The celebrators reveled in this victory. It was hope in action. Maybe there was time to right this ship; to preserve the environment and keep the species from spiraling into catastrophe and non-existence.

There were of course those that did not celebrate on that evening. Billionaires shuddered at the thought of paying their fair share of taxes and being lesser billionaires. Conservatives that somehow still believed the false rhetoric asserting that Bernie would usher in an era of neo-Stalinism were angry and scared. Hosts on Fox and CNN looked like they’d been punched in the stomach.
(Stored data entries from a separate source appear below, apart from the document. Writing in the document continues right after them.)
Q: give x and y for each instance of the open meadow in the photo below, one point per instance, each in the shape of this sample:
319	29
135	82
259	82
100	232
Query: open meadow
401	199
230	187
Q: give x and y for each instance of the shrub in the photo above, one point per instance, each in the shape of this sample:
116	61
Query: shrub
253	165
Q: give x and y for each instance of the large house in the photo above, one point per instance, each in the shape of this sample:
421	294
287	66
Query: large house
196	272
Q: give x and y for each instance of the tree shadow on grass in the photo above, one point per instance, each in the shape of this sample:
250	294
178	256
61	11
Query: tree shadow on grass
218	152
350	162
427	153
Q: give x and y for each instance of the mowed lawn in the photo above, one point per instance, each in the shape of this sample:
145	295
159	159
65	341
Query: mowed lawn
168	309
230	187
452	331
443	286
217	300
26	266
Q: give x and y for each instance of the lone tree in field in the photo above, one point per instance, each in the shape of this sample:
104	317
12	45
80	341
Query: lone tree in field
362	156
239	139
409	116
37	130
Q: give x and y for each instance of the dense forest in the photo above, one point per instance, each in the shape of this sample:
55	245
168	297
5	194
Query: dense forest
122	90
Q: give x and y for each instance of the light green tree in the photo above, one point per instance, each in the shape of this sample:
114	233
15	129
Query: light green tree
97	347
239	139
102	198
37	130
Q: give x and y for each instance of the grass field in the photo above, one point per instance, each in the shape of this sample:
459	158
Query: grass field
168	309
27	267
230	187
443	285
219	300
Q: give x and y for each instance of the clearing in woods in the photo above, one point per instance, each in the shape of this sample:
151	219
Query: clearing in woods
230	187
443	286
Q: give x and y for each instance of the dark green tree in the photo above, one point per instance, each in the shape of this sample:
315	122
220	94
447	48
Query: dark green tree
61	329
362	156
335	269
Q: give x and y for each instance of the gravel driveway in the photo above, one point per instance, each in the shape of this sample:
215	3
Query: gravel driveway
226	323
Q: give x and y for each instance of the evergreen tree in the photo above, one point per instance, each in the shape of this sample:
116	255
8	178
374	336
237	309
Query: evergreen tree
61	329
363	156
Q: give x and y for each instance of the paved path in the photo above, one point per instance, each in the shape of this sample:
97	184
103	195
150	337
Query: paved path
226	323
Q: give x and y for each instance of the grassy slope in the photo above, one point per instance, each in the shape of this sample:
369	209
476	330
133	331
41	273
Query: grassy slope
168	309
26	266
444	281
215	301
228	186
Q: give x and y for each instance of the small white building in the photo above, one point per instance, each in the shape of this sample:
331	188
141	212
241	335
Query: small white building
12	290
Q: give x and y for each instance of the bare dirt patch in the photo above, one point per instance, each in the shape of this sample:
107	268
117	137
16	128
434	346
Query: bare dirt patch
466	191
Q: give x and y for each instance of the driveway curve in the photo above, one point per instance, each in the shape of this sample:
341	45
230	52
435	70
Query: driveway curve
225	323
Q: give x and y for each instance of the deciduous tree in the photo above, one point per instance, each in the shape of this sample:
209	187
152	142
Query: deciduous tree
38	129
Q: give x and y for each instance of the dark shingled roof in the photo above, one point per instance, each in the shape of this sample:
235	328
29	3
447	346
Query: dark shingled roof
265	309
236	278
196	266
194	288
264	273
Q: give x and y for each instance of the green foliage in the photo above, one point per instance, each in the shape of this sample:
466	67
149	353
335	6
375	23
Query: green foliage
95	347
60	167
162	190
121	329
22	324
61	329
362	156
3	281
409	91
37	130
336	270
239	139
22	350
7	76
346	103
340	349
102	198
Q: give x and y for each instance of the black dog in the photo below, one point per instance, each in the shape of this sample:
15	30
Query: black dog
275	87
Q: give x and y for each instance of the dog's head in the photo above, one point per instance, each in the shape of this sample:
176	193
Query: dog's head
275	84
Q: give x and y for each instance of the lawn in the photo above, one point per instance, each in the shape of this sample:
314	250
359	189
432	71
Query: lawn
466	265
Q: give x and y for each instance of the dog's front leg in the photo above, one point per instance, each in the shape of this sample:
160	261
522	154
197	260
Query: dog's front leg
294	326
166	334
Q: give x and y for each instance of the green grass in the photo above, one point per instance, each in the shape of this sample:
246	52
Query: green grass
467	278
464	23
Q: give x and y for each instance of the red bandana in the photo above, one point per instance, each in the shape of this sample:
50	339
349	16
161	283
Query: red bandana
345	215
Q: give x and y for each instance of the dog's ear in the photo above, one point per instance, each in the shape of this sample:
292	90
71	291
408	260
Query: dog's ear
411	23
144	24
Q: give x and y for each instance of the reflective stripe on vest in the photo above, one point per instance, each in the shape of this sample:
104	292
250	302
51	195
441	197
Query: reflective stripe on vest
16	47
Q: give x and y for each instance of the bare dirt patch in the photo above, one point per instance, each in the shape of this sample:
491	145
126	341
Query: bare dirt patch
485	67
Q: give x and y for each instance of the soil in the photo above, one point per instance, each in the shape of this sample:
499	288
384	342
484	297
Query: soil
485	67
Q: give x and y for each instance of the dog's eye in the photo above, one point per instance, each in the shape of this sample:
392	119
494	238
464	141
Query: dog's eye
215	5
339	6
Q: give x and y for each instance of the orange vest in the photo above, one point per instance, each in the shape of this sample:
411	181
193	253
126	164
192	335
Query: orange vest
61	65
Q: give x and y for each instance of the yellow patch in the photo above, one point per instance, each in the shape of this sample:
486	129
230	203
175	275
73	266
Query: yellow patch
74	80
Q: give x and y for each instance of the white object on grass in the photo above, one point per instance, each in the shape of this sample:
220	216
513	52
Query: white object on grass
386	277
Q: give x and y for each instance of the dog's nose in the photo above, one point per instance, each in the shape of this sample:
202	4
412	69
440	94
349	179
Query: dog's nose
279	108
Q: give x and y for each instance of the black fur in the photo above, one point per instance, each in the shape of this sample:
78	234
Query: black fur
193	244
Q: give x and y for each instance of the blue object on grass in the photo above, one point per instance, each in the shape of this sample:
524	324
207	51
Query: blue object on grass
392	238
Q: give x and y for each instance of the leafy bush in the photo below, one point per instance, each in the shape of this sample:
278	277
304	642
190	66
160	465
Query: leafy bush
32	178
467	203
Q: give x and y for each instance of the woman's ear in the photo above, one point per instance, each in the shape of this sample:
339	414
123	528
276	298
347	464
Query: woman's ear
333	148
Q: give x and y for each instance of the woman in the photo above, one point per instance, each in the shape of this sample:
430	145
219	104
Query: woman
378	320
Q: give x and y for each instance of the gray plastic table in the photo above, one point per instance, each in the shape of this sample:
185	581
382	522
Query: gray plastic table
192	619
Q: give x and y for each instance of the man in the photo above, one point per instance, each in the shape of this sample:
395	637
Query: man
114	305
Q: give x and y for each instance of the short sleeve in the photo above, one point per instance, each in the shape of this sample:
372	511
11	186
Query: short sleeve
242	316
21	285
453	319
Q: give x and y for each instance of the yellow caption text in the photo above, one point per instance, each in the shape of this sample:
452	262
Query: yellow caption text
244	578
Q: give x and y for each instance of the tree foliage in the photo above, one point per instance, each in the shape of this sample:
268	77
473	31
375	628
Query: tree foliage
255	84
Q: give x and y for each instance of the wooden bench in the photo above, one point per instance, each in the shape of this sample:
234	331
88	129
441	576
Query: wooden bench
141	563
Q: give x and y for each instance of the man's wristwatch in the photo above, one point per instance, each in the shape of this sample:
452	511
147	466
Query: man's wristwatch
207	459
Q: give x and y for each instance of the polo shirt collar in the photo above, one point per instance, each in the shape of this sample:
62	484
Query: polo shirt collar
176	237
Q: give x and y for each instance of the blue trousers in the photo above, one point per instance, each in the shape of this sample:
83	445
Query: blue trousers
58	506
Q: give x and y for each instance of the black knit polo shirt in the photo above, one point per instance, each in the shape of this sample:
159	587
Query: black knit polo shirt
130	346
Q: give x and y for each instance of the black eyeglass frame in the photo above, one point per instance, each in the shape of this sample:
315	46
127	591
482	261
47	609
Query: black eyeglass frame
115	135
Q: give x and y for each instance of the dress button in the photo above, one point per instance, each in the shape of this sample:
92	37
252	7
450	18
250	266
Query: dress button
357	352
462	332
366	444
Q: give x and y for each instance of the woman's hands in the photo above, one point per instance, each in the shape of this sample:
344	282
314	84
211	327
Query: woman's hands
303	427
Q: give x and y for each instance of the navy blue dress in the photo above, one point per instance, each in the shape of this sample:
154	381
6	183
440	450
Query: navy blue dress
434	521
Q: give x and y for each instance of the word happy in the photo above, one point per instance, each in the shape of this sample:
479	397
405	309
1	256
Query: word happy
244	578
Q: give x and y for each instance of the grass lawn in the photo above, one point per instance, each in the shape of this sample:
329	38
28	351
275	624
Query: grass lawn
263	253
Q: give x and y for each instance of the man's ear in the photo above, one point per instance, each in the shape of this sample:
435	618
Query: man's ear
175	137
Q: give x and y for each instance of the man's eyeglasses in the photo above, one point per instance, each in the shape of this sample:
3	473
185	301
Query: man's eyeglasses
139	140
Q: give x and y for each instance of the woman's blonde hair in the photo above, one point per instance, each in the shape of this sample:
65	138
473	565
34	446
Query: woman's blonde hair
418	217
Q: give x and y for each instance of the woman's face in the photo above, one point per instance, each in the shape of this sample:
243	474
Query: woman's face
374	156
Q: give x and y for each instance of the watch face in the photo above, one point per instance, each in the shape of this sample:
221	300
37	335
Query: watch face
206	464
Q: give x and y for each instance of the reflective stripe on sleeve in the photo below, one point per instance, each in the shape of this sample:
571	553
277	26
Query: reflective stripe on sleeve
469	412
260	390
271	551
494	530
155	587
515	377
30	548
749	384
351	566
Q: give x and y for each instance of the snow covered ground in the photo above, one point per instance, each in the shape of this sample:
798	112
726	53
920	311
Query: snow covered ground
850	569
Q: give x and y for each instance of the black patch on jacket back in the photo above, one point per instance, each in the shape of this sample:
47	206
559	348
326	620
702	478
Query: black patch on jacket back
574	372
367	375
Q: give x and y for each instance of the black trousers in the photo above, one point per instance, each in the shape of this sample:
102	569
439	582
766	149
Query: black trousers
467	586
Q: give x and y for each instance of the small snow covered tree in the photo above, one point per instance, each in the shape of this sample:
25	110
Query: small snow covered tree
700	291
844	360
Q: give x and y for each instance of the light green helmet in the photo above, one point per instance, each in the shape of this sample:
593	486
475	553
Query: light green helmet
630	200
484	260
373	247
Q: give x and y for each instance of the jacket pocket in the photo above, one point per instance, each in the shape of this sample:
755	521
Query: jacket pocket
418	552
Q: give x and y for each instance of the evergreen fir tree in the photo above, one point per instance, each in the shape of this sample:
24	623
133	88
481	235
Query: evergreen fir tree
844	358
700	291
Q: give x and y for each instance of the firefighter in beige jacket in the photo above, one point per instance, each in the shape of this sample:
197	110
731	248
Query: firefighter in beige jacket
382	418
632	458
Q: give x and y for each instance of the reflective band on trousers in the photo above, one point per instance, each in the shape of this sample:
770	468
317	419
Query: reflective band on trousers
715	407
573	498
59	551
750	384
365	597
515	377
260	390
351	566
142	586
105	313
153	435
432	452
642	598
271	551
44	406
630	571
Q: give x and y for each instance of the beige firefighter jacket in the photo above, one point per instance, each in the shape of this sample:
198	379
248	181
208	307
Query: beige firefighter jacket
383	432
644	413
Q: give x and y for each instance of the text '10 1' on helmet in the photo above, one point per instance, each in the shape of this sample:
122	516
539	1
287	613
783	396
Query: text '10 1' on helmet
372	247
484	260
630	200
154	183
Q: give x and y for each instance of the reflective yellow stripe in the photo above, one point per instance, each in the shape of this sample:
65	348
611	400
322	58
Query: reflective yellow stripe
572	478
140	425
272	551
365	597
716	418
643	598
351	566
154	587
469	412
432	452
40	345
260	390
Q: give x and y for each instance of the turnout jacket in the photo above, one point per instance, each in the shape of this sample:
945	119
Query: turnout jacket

It took a surprisingly small amount of time for Bernie to start knocking the goals off his list once he entered office. The House had a Democratic majority and the Senate a Republican one, but neither party liked Bernie. Many feared that he would run into political roadblock after roadblock in an effort to render him ineffective, so that they could put some corporate crony back in the White House in 2024.

They did not anticipate just how active and engaged the public would remain after the election.

Normally the public’s excitement lasted through election year and then they went back to their normal lives, hoping that the new president would actually make things a little better over the next few years, and then they’d revisit the whole election issue again in the fourth year.

Not this time.

Bernie had truly built a grassroots movement. A movement that started to get a feel for how they — the masses — could organize and accomplish their collective goals. There would be no more empty political promises left to die on the campaign trail as a helpless public sat idly by, hoping for better luck next president.

The Bern app — the mobile app that helped volunteers organize for Bernie’s election campaign — underwent some updates after the election. Each issue that Bernie and his team were fighting for had a page. The status of the effort was closely monitored and shared. Roadblocks were listed and explained. If there were private interest groups or individuals attempting to block these efforts intended to make Americans’ lives better, well, they were listed too. Those standing in the way of improving the life of the working class American were now unable to hide. Their reasons for doing what they were doing were listed and explained on the app, along with their relevant contact information.

In early 2021 a Republican senator from Kentucky attempted to delay the raising of the minimum wage. People throughout the nation were made immediately aware. There was the usual calling of his office and plenty of Tweeting by those outside of Kentucky, but Bernie had encouraged people to focus less on online action and more on real life action. Through the Bern app the people of Kentucky were organized. They marched in Louisville, Paducah, Bowling Green, London, Fort Wright, and Lexington. They marched in every town and city that had informed people ready to fight for themselves, and this turned out to be a lot of people.

Due to the increased protections of the worker against unreasonable termination and the passing of universal healthcare, people were emboldened to march on a Monday, effectively peppering the state of Kentucky with small general strikes, tapping the pause button on these local economies. Businesspeople were forced into action as well. With boots on the ground and business on the phone, the Kentucky senator changed his position within the day.

An informed public made mobile. The democracy everyone in the US had forever talked about was finally being lived. No more voting and hoping. No more public promises and private deals. This was representative democracy at its finest. The masses weren’t directly calling the shots, but they were paying attention and unafraid to let their representatives know what they wanted.

This was the biggest accomplishment of Bernie’s campaign.

An accomplishment that could and would outlast a single president. The specific goals and policies were important and it took someone like Bernie to get them off the ground, but this was what mattered.

This is what would change American democracy once and for all.

A grassroots movement. An informed and active public putting technology and the internet to work for good rather than just profit and anger.

The masses had woken up. They now saw what had been hidden from them for too long.

Finally they realized the power that had always been theirs.